Mario Rojas as Don José.
Mario Rojas as Don José

Equally fine, in a different and smaller emotional register, was soprano Ellen Leslie’s Micaëla, the innocent hometown girl who brings greetings from his mother to the reeling Don José. Her sweet, strong tone and earnest, pained demeanor were affecting. The wrenching duet with Simmons was a vocal high point, a fluid and finely focused interplay of two excellent voices.
        
As for those woodwinds in conductor Curt Pajer’s 14-member orchestra, they led the way in conveying the urgent expressiveness and astringent colors of Constant’s arrangement (and occasional re-ordering) of Bizet’s score. The bassoon, flute, and English horn all took on the prominence of solo singing voices. So did the brasses and percussionist Erika Johnson, who provided the haunting “Habanera” pulse beat on the timpani as well as some ominous chittering of castanets.

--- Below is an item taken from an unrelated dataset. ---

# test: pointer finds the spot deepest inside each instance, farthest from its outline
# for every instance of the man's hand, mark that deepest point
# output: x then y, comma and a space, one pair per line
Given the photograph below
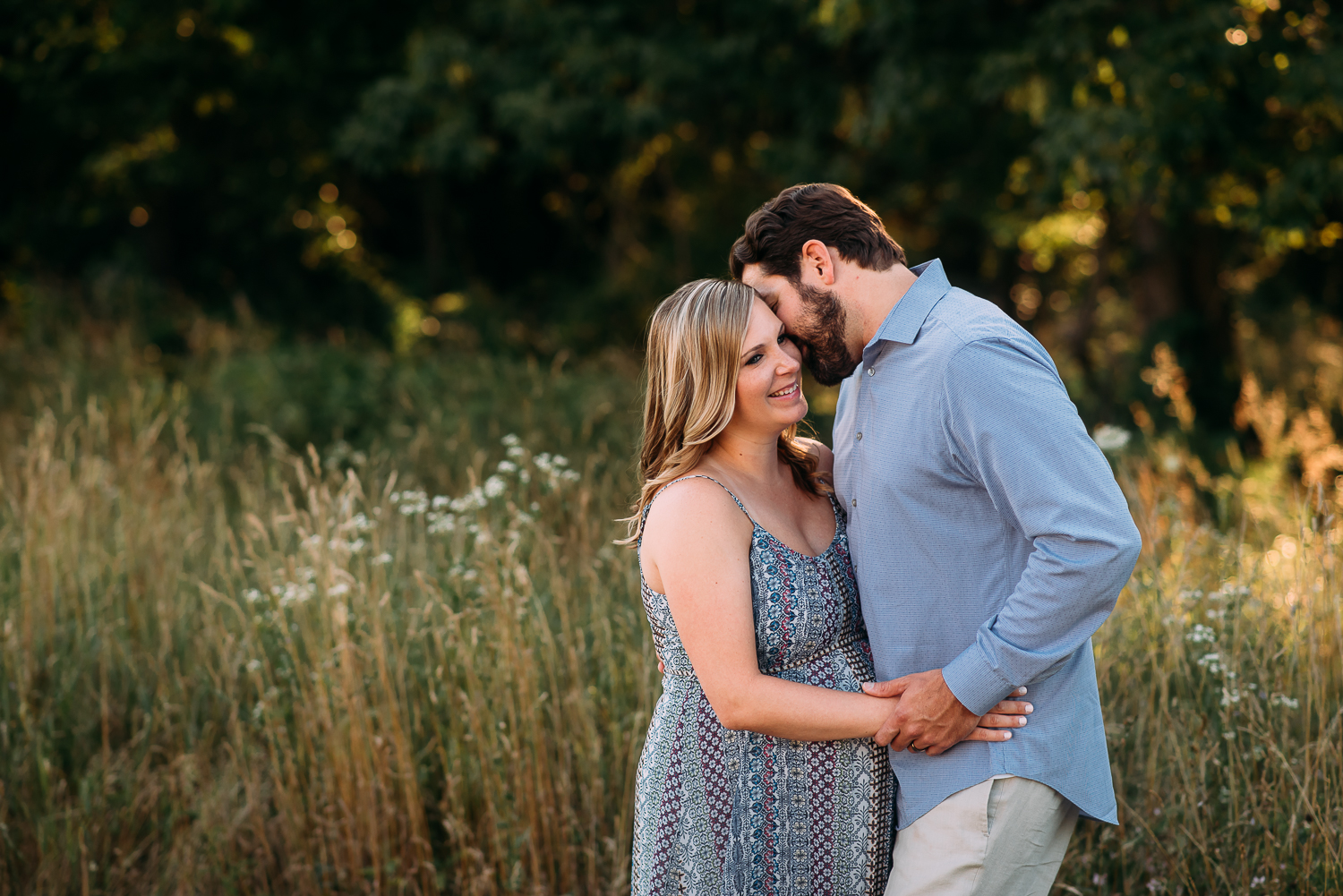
928, 716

With so many assets in play, it’s an unhappy duty to report that Rojas’ Don José was the show’s most noticeable weak link. While his tenor voice had a handsome vigor in the high end, it tended to blur and lose dimension between registers. Especially in a version that makes the lead a more lethal and murderous character than he is in the full opera, Rojas was at a loss dramatically. He meandered the stage uneasily, looked more puzzled than purposeful when he pulled his knife, and generated only studied displays of passion. Director Heather Matthews did him no favors in the awkward way she staged his killing of Carmen at the end.

Baritone Justin Gaudoin cut a striking tall figure as the bullfighter Escamillo, showily turned out in designer Robert Horek’s costume. Gaudoin’s “Toreador” was a suave, slightly bland account of the number.

The Conservatory gave this Carmen the full-dress treatment, from the pit to the double casting to a large rotating set by Peter Crompton. The physical production was more elaborate than it needed to be. The time and labor required to turn and open out the set slowed the work’s rush of action.

When the Brook Carmen played Lincoln Center in 1983, the stage at the Vivian Beaumont was largely bare. That stripped-down aesthetic placed the focus where it belonged – on the essential love tragedy the piece distills. Simmons, for one, could have made such an empty space her own.